If you read the excerpt we did in The Atlantic about Congressman Mike Quigley and his experience with Biden — we did some extra reporting on that — and you hear all the feedback he got from Democrats when he starts wanting to come out after the debate to testify … he had seen Biden addled in Ireland in April 2023. And you see there is just a reflexive culture of supporting your guy. That’s always there as a background before we have any discussion of what courage could have been demonstrated.
I think if the Biden team, the Politburo, had been people who actually were devoted to what’s best for the country and were able to see that beyond the shadow of Joe Biden, perhaps they could have said, “I don’t really know if you’re up to this. I don’t really know if you have it in you to do a presidential campaign.” This would be a decision made after the midterms in 2022.

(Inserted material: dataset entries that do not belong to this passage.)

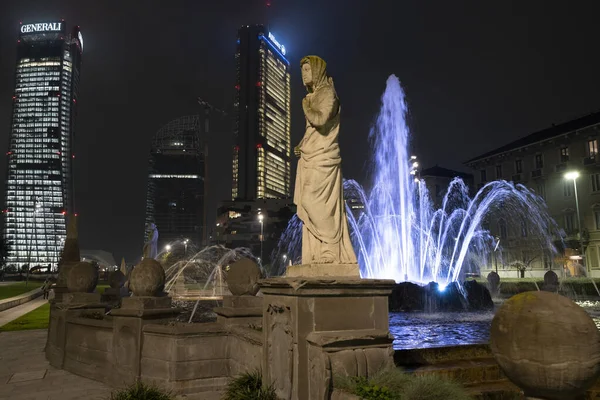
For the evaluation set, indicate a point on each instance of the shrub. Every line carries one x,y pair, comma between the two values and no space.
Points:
249,386
431,387
394,384
141,391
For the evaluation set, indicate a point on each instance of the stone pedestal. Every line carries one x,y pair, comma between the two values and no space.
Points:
128,324
315,328
114,295
350,271
240,310
69,305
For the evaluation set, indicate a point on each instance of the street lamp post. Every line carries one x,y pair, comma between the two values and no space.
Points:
573,176
260,219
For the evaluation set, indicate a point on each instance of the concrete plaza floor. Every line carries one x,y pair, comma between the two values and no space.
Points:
26,375
13,313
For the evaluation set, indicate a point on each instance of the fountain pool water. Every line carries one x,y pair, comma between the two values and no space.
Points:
400,235
423,330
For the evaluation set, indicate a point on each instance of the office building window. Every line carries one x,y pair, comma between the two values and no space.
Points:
539,161
595,182
541,190
568,188
592,147
569,223
564,154
518,166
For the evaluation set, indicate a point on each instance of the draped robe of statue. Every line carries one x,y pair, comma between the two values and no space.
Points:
151,246
319,192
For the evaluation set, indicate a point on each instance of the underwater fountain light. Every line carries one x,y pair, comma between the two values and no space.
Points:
572,175
399,232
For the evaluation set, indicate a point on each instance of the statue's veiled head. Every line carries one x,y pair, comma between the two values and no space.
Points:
314,72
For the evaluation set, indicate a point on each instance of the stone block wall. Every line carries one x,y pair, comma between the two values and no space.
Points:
88,349
184,358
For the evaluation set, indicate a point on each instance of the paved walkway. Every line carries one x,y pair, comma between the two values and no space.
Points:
26,375
13,313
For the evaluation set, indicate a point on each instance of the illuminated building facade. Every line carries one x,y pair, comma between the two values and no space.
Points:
175,198
261,159
39,183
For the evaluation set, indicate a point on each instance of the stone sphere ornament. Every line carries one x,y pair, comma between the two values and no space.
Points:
243,277
147,278
550,281
116,279
83,278
547,345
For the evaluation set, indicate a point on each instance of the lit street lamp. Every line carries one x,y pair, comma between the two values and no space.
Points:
573,175
260,219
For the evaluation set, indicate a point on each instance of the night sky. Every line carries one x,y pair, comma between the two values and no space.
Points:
477,74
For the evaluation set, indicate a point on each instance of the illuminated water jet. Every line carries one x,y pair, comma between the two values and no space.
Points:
400,235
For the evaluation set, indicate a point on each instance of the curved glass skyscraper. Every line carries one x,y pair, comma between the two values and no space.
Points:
39,183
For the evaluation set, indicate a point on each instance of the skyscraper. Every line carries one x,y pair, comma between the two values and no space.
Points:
175,200
261,159
39,183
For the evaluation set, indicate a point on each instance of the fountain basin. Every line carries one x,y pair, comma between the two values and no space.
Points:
408,296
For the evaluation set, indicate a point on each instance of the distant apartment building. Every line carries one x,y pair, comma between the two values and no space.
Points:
176,182
541,161
256,225
437,179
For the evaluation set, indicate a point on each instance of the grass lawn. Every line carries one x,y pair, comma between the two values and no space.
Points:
18,288
36,319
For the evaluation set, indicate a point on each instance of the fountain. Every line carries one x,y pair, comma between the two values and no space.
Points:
399,235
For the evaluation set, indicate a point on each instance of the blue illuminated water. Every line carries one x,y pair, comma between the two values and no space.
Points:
400,235
423,330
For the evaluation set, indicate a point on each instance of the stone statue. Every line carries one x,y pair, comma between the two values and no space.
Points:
151,246
319,192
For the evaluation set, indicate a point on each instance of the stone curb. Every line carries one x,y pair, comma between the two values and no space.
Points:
21,299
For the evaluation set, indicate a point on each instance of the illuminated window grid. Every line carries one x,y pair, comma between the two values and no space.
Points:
35,231
260,173
234,190
276,174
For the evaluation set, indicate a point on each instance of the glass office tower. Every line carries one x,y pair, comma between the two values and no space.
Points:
261,159
39,183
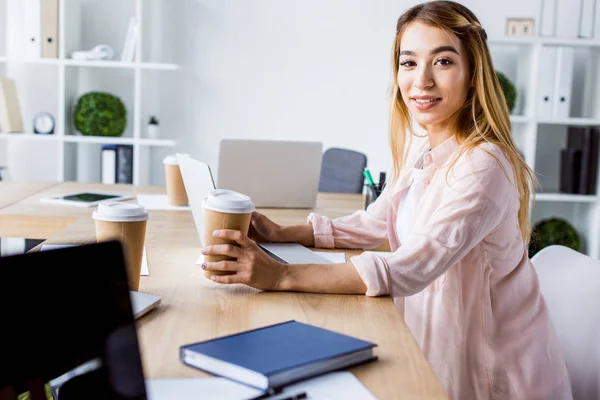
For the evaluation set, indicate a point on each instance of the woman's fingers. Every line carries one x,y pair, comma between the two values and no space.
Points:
237,236
223,249
230,266
228,279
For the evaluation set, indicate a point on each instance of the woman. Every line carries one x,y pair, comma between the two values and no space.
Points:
456,216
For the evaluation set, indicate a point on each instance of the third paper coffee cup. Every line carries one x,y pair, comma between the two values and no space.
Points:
224,209
176,194
125,222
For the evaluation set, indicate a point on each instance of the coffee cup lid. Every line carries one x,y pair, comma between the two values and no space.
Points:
223,200
171,159
114,211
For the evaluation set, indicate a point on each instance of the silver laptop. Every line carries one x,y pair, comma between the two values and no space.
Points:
198,182
275,174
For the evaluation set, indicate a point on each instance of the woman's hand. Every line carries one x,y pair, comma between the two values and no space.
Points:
262,229
253,266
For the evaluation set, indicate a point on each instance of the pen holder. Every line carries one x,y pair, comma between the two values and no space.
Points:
371,194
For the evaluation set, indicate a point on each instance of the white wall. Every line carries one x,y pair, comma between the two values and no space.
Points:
268,69
299,70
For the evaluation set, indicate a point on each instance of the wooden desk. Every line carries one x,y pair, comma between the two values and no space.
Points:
194,308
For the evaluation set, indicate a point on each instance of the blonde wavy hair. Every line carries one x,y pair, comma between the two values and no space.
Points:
484,118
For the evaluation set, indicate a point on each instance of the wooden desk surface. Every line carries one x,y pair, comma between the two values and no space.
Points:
194,308
14,191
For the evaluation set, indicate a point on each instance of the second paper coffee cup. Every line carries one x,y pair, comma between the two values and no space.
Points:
224,209
176,194
125,222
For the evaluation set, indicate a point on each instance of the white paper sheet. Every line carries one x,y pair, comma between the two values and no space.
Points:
198,388
144,272
336,258
332,386
157,202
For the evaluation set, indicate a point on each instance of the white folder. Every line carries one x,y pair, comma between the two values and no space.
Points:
32,29
548,18
597,20
586,20
546,82
563,88
568,14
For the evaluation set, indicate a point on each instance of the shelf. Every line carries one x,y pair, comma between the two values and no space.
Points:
521,119
118,140
93,64
545,41
157,142
571,121
563,197
28,136
88,139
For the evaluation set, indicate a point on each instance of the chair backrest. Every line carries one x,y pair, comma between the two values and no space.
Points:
342,171
570,284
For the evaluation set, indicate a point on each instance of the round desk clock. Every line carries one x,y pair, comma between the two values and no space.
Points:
43,123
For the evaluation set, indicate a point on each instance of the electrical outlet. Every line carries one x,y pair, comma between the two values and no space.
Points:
520,27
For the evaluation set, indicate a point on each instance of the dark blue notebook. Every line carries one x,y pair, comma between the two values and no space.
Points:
276,355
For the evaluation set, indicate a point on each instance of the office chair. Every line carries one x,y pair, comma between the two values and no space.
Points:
342,171
570,284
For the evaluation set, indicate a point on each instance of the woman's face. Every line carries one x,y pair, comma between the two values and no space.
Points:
433,75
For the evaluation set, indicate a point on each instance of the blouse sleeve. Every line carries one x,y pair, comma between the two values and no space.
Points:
364,229
475,201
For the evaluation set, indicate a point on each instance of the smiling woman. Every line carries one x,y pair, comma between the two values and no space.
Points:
456,215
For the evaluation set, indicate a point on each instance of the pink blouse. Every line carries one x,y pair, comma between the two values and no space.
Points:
463,280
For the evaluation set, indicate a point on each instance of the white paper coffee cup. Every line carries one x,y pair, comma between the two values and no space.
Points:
224,209
176,193
125,222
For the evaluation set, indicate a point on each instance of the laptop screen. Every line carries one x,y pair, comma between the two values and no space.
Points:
68,325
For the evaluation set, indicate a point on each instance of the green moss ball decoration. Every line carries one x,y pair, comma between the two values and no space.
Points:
554,231
100,114
510,92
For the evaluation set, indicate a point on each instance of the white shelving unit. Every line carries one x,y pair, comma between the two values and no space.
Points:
67,154
540,139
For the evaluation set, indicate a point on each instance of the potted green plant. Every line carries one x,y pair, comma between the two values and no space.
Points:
554,231
509,90
100,114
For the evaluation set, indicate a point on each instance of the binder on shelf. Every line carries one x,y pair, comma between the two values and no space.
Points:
49,28
125,164
596,22
586,19
548,18
565,60
546,83
117,164
130,40
568,13
570,166
32,29
10,112
109,164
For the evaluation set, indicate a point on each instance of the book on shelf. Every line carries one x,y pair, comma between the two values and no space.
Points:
50,28
579,161
117,164
277,355
10,112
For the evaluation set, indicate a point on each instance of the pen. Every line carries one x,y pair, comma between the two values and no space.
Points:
368,177
297,396
381,180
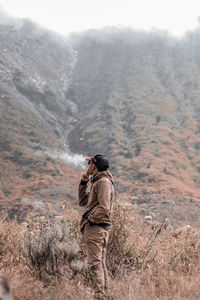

But the truth is they were convinced that only Biden could beat Trump and that Trump was an existential threat to the country. And that they had just had a positive result from the midterms, so the American people were with them. Also, Joe Biden had basically removed from his inner circle, anyone who would tell him anything that he didn’t want to hear. So Ricchetti, Donilon, Bernal, Cannellini, Klain, Jill, Hunter — these were people who all believed in the legend of Joe Biden. And there wasn’t anybody in there who was willing to say “I don’t think you’re up to this. I don’t think you can do this.” That would’ve been a time for that to happen. But it’s impossible to imagine any of those individuals doing it.
The next time would be in 2023 when Democrats are seeing all this stuff going on behind the scenes. If there had been a group of Cabinet secretaries or House Democrats or Senate Democrats that all got together and marched to the White House the way that Republican senators did during Watergate, who knows what could have happened. But again, there’s very little incentive for courage.
This interview has been edited for length and clarity.